In section 31 of Munkres' Topology text on regular and normal spaces, he often assumes for the theorems and interesting results that regular/normal spaces have closed point sets (i.e. the space is $T_1$). But he also makes it clear that the implications $$ \text{normal} \implies \text{regular} \implies \text{Hausdorff}$$ are only valid when the topological space is $T_1$; because Hausdorff spaces are always $T_1$, but that normal and regular spaces need not be $T_1$ (e.g. a two point set in the trivial topology). That much is clear.
However, when working some of the problems, specifically exercise 1, he makes no assumption that the space is $T_1$, just that it is regular. I spent some time on this without assuming the space was $T_1$, which makes the solution quite simple in that case, but I was adamant that I couldn't assume that. After spending too much time thinking about it I caved and looked at the solution, which assumed that one-point sets were closed ($T_1$).
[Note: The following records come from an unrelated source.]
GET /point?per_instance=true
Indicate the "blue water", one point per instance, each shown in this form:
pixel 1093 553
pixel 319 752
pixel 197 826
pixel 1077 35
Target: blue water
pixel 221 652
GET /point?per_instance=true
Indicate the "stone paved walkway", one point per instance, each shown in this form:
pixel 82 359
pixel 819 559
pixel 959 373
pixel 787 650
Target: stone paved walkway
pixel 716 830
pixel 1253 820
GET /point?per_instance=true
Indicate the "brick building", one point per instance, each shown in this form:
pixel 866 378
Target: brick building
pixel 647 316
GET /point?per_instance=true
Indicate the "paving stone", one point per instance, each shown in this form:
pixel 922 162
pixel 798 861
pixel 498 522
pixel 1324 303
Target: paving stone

Am I crazy or is Munkres only having us consider regular/normal spaces that are $T_1$ since those are the most interesting?
You’re not crazy: you just didn’t look closely enough at his definition. If you look closely at the definition of regularity at the beginning of Section $31$, you’ll see that the property is defined only for spaces in which singletons are closed, i.e., only for $T_1$ spaces. What he calls regular is what I (and other sensible people :-)) call $T_3$, so that the $T_k$ properties form a real hierarchy. Unfortunately, his definition is not uncommon, though Wikipedia uses the definitions that I prefer while noting the variants. Both usages are common enough that you simply have to learn which one any given author uses.